For centuries, historians have marvelled at the artistic techniques applied in building the ancient sites of the Colosseum and the Roman Forum. While civil engineers have been in awe at the construction techniques employed in building the Pantheon. Construction chemical suppliers and manufacturers, however, have been less interested in the wonders of Rome, as for years the recipe for making Roman concrete has been (for the most part) known; volcanic ash, lime (the product of baked limestone), and water.
But now it seems that construction chemical producers can still learn something from how the Romans made concrete, and it may well change thinking in the construction chemical sector. This is because a research team working at the US Department of Energy’s Lawrence Berkeley National Laboratory (Berkeley Lab) have used X-rays to microscopically analyse segments of Roman concrete and found that the use of seawater in building harbours and piers in the Roman Empire may have given the concrete extra durability.
As the Berkeley Lab website reports, “The team’s earlier work at Berkeley Lab’s Advanced Light Source (ALS), an X-ray research center known as a synchrotron, found that crystals of aluminous tobermorite, a layered mineral, played a key role in strengthening the concrete as they grew in relict lime particles.”
The research team believe that the tobermorite crystallized in the lime as the Roman concrete generated heat when exposed to sea water. This led the team to carry out a more detailed study of the harbor walls using an electron microscope to map the distribution of elements.

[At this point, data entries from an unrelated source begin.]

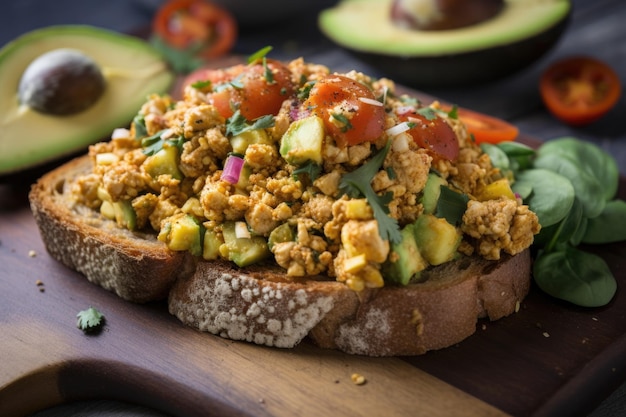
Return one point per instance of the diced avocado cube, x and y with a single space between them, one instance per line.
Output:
125 215
436 239
211 245
405 259
431 192
241 141
164 161
243 251
282 233
303 141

As the BBC reports, “The team also used two other techniques, X-ray micro-diffraction and Raman spectroscopy, to gain a deeper understanding of the chemistry at play.” This allowed the chemists to find, “significant amounts of tobermorite growing through the fabric of the concrete, with a related, porous mineral called phillipsite. The researchers say that the long-term exposure to sea water helped these crystals to keep on growing over time, reinforcing the concrete and preventing cracks from developing.”

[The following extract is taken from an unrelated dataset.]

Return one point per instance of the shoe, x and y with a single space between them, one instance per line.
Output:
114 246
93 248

Berkeley lab also notes how, “The minerals form fine fibers and plates that make the concrete more resilient and less susceptible to fracture over time. They may explain an ancient observation by the Roman scientist Pliny the Elder, who opined that the concrete, ‘as soon as it comes into contact with the waves of the sea and is submerged, becomes a single stone mass, impregnable to the waves and every day stronger.’”
This image, from a scanning electron microscope, shows formations of aluminous tobermite crystals in a volcanic ash sample from the Campi Flegrei Volcano in Italy. X-ray experiments at Berkeley Lab’s Advanced Light Source have helped researchers to understand how these crystals develop over time to strengthen ancient Roman concrete structures. The scale bar at lower right represents 20 microns, or 20 millionths of a meter.
“Contrary to the principles of modern cement-based concrete,” said lead author Marie Jackson from the University of Utah, USA, “the Romans created a rock-like concrete that thrives in open chemical exchange with seawater.”
As the study states (pdf), “The cementing fabrics of Roman concrete breakwaters and piers constructed with volcanic ash mortars provide a well-constrained template for developing cementitious technologies through low-temperature rock-fluid interactions, cation-exchange, and carbonation reactions that occur long after an initial phase of reaction with lime.” It continues by outlining in detail how, “Roman marine concretes can provide guidelines for the optimal selection of natural volcanic pozzolans that have the potential to produce of regenerative cementitious resilience through long-term crystallization of zeolite, Al-tobermorite, and strätlingite mineral cements.”
While at present much of the research may seem like the abstract examination of old seawalls, the discovery is not only surprising, but also may lead to the development of improved modern concretes. As Berkeley Lab reports, “The work ultimately could lead to a wider adoption of concrete manufacturing techniques with less environmental impact than modern Portland cement manufacturing processes, which require high-temperature kilns. These are a significant contributor to industrial carbon dioxide emissions, which add to the build-up of greenhouse gases in Earth’s atmosphere.”
Knowing how concrete changes, and even grows, over time, could also be used to make a concrete that has less environmental impact. If that is the case, then the construction chemical sector could be on the edge of a new era.
Global governments are fighting for new ways to lower carbon emissions, the demand for concrete has never been higher, and the third world will soon be looking to construct the high-rise buildings enjoyed by the developed world. As ocean levels rise over the coming decades, the need to build sea walls will also increase, meaning that knowing what the Romans knew about concrete could help construction chemical suppliers everywhere.